Police are expected to bring an end to the Lonmin mine violence when they meet with protesters.

Protesters from Lonmin's Marikana Mine in the North West sit on a nearby hill, awaiting instruction from their leaders. Picture: Taurai Maduna/EWN.

JOHANNESBURG - Police said Thursday's action plan should bring an end to the violence at Lonmin's Marikana mine.

Officers will be deployed to disarm protesters who have been gathering at a hilltop near the mine's shaft since Monday.

Initially, the protest was sparked by a wage dispute, but since then two rival unions have accused one another of triggering the violence.

They embarked on an illegal strike on Friday which sparked violent attacks, leaving 10 people, including two police officers dead.

Police have been trying to negotiate a truce with protesters since Monday.

They will ask the protesters to handover their weapons later and try and disperse the crowd in an amicable way.

Police said six people have been arrested in connection with incidents of intimidation, but those responsible for the killings have not yet been arrested.
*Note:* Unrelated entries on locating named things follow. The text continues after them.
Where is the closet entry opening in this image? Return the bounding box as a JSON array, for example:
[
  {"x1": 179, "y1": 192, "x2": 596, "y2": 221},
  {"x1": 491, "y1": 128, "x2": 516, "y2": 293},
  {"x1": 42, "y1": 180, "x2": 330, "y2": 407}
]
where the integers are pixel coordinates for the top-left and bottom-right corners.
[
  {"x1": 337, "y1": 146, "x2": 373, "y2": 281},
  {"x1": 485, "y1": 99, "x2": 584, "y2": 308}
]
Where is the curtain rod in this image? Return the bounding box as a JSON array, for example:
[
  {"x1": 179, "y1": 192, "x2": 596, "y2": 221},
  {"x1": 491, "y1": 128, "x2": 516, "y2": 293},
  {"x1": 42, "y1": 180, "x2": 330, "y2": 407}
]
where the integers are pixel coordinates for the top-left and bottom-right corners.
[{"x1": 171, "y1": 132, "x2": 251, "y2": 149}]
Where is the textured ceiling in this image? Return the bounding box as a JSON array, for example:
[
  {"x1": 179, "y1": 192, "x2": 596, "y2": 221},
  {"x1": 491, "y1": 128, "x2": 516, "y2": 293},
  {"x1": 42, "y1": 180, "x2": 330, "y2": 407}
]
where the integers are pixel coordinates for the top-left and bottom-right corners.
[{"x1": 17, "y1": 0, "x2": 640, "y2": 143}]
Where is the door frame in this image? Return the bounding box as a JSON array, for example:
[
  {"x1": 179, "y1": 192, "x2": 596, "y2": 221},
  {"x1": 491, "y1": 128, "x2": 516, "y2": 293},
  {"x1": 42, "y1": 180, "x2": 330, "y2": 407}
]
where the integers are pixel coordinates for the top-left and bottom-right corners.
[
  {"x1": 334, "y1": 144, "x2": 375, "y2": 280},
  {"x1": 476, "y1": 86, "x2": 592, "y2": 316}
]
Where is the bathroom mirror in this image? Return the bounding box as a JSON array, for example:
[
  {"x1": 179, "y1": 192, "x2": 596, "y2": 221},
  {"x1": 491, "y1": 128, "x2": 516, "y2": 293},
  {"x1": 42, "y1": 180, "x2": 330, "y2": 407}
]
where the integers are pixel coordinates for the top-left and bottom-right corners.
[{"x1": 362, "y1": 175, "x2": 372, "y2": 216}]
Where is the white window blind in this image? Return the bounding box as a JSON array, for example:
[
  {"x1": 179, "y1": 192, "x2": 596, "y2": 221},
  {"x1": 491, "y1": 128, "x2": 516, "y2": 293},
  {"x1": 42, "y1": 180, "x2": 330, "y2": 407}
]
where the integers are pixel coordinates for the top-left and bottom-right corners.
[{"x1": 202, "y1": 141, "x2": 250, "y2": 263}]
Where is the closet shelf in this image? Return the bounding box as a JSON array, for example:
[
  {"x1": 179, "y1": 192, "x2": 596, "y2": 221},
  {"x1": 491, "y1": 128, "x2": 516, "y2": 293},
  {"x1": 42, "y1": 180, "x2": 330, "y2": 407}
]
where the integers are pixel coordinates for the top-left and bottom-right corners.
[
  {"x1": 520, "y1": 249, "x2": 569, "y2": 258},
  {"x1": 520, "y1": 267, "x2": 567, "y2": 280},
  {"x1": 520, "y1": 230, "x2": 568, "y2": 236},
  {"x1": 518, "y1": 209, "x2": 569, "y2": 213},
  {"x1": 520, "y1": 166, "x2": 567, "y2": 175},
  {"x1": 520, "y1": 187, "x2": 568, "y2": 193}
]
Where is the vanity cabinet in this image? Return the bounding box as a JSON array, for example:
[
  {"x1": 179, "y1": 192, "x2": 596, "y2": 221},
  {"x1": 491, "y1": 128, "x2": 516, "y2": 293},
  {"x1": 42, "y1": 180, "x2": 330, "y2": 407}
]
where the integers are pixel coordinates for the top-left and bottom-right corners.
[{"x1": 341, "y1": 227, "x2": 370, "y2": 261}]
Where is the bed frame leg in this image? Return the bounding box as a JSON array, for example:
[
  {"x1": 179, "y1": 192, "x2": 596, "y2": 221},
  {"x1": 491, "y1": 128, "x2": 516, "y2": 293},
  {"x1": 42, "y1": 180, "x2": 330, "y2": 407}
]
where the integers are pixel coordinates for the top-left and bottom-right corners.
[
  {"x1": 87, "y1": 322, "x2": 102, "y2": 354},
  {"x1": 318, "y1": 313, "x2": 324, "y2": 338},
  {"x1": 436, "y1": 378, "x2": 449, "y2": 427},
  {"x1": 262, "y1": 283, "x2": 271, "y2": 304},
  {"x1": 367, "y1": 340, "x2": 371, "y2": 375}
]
They want to stabilise the situation so that business can continue and all miners can return to work by Friday.

Meanwhile, the National Union of Mineworkers (NUM) revealed that an employee who was killed at Lonmin's Western Platinum operation this week, had been on a hit list.
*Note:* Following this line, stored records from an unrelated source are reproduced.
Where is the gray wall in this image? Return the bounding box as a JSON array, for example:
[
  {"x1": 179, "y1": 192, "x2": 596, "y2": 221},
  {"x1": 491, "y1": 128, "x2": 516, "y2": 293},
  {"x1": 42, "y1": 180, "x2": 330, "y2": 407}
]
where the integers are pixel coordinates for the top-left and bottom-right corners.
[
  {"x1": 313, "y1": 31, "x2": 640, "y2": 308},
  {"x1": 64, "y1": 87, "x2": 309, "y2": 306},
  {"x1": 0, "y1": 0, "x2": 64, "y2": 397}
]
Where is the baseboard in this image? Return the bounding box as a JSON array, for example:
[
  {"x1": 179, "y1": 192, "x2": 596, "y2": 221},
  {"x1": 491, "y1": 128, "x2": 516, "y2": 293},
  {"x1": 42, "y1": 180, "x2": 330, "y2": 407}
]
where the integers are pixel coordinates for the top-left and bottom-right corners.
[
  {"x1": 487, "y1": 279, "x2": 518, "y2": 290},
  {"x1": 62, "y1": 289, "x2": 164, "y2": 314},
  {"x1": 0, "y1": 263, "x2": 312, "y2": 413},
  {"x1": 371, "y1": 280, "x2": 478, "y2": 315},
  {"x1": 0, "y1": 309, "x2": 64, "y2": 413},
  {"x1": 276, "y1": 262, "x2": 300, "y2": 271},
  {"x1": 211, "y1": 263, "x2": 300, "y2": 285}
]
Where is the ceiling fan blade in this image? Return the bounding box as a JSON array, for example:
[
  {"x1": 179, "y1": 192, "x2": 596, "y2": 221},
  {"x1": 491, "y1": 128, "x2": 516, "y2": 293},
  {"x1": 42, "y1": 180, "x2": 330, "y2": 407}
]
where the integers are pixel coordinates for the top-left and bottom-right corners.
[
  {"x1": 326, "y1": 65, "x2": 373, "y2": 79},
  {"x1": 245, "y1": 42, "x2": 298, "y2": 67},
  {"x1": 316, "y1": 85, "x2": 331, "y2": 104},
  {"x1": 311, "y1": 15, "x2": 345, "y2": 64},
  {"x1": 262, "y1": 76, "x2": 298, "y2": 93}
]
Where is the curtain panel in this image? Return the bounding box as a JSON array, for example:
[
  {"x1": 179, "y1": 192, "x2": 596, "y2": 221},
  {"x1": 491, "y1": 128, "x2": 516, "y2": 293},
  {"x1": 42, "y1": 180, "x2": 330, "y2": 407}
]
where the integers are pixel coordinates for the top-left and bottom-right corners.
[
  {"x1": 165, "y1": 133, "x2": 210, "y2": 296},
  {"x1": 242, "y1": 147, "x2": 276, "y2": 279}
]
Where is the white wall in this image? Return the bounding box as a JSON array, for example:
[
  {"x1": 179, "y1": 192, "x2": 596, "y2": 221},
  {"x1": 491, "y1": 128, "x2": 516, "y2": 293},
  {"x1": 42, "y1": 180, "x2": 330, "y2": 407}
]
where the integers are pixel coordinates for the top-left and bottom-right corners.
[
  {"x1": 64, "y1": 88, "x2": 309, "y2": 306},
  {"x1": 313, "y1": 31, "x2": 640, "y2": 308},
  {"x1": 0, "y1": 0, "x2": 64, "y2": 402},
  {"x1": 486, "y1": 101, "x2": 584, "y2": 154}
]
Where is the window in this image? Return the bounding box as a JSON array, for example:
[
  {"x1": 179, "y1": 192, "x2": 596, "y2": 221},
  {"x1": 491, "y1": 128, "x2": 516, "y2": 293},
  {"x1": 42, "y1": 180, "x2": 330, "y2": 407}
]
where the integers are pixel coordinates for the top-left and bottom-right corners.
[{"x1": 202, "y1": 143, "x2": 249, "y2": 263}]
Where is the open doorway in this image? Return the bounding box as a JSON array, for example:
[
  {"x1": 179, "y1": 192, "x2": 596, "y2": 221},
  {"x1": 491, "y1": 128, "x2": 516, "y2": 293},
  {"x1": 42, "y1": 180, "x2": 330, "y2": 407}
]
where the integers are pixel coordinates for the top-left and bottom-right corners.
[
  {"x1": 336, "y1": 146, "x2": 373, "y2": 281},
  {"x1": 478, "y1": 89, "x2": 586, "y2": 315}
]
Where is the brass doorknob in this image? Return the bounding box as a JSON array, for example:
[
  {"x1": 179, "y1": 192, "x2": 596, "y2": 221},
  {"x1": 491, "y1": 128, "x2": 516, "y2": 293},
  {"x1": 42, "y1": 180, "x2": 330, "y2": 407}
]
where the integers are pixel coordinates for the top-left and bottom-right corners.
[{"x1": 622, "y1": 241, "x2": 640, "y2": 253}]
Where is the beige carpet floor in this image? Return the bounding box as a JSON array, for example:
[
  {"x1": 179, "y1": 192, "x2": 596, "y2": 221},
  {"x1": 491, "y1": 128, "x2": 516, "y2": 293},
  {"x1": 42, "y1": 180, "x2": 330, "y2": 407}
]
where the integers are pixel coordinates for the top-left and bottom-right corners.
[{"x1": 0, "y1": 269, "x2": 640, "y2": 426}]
NUM believes that rival union Association of Mineworkers and Construction Union (Amcu) instigated the strike by promising workers more money.

Num's General Secretary Frans Baleni said some of the union's shop stewards and branch leaders at Lonmin were placed on a hitlist.

Baleni does not know who compiled the list, but said it originated from the hostile group leading the strike at Lonmin.

"We must say that it was brought to our attention that there is a hitlist, so one escaped for his life and the other was the tenth man killed."

The body of a shop steward was discovered by journalists on Tuesday, and two other Num members were also killed during the days of violence.

On Thursday, women from the surrounding communities joined the protest action.

They sang, danced and carried sticks as they headed towards the men gathered on the hill near Lonmin's Marikana mine shaft, but earlier this week the striking mine workers had warned all the women to stay away.

Police have prepared themselves to disarm the protesters in a bid to end the violence.

"We cannot continue to allow this state of affairs as it undermines the efforts we are putting in place as the police, in ensuring that there is peace and stability in this country," said North West Provincial Commissioner Zukiswa Mbombo.

They want to stabilise the situation and ensure all miners return to work.